Mercoledì mattina sono le sette e mezza circa quando un ragazzino attende l’autobus alla fermata di San Gaudenzo, frazione di Montefiore Conca, per andare a scuola. Si gira da una parte e resta pietrificato: di fronte a lui sfila una decina di lupi. Bloccato dalla paura riesce a notare quattro adulti e sei cuccioloni. Chiama subito il padre, a Montefiore la voce gira in fretta e arriva a un gruppo di cacciatori intenti a organizzare una battuta al cinghiale. «Eravamo stati avvisati – racconta il capocaccia Giorgio Palazzi – ma non avremmo mai immaginato di ritrovarceli di fronte». Durante la battuta i cacciatori hanno organizzato un accerchiamento provocando la fuga dei lupi. «Ne abbiamo visti sette con i nostri occhi. I cuccioli avranno avuto sei o sette mesi». Facendo un rapido calcolo viene facile ipotizzare che il branco avvistato mercoledì a Montefiore sia lo stesso notato a poca distanza durante lo scorso luglio, quando infatti si trattava di cuccioli di circa due mesi: semplicemente, sono cresciuti. «Paura? Avevo in mano i fucili – argomenta il cacciatore – comunque non hanno mostrato alcuna aggressività, neppure rispetto ai nostri cani». Inevitabilmente la caccia al cinghiale non ha portato risultati. «Loro sì devono avere avuto paura e infatti non ne abbiamo presi».

Il lupo e i rifiuti

L’altro avvistamento risale alle dieci e un quarto di ieri, quando il vigile del fuoco appassionato di mountain bike, Isidoro Alfano si è ritrovato di fronte a un grosso lupo lungo via Monte Cieco, nella campagna riminese. «Sono arrivato a circa trenta metri di distanza e poi mi sono bloccato – racconta Alfano, 46 anni, componente dei Sbubbikers –. Stava mangiando delle ossa dai rifiuti di una casa. Non appena accennavo a muovermi cominciava a ringhiare». Il vigile del fuoco ha girato un video che in fretta ha fatto il giro delle pagine social. «Dopo un po’ di tempo ho trovato il coraggio di allontanarmi camminando molto piano e tenendo sempre lo sguardo sulla bestia: avevo il timore che mi caricasse.
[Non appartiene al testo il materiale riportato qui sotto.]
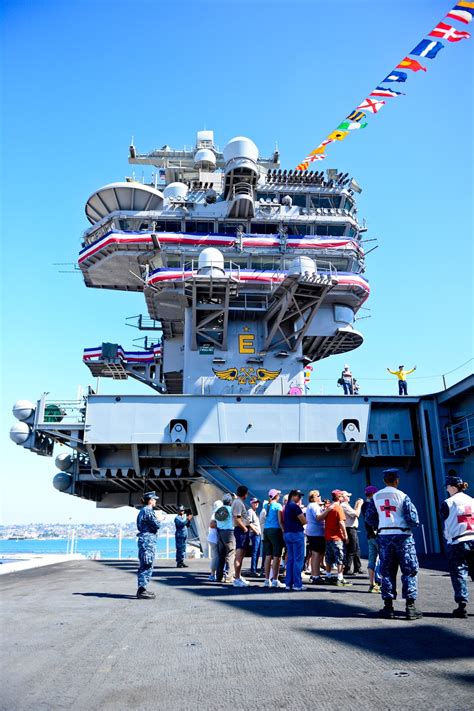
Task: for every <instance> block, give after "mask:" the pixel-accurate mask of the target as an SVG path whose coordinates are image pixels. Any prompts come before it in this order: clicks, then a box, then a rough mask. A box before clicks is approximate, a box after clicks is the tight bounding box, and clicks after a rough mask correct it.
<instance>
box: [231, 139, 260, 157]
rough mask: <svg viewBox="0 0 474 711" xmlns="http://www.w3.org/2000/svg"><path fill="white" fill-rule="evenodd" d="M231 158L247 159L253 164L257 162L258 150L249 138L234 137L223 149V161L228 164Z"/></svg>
mask: <svg viewBox="0 0 474 711" xmlns="http://www.w3.org/2000/svg"><path fill="white" fill-rule="evenodd" d="M233 158H249V159H250V160H253V161H254V162H255V163H256V162H257V160H258V148H257V146H256V145H255V143H254V142H253V141H251V140H250V138H245V136H236V137H235V138H232V139H231V140H230V141H229V143H228V144H227V145H226V147H225V148H224V160H225V162H226V163H228V162H229V161H230V160H232V159H233Z"/></svg>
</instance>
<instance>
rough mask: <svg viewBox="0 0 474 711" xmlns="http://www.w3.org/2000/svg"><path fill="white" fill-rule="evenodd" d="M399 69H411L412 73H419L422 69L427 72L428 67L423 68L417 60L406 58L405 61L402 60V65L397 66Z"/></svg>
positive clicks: (401, 64)
mask: <svg viewBox="0 0 474 711" xmlns="http://www.w3.org/2000/svg"><path fill="white" fill-rule="evenodd" d="M397 67H400V68H401V69H411V70H412V72H419V71H420V69H421V70H422V71H424V72H426V71H427V70H426V67H423V66H422V65H421V64H420V63H419V62H418V61H417V60H416V59H410V57H405V59H402V61H401V62H400V64H397Z"/></svg>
Ho mostrato il video a delle guardie ecozoologiche e mi hanno confermato che si tratta di un lupo». Altri esperti sentiti dal Corriere Romagna non confermano però questa impressione. La stazza dell’animale - «leggermente più piccolo di un maremmano», secondo il racconto di Alfano, e il comportamento - per nulla schivo rispetto all’uomo -, oltre che le sembianze, fanno propendere per un esemplare di cane lupo cecoslovacco. Un lupo non sarebbe rimasto a mangiare in presenza di un uomo.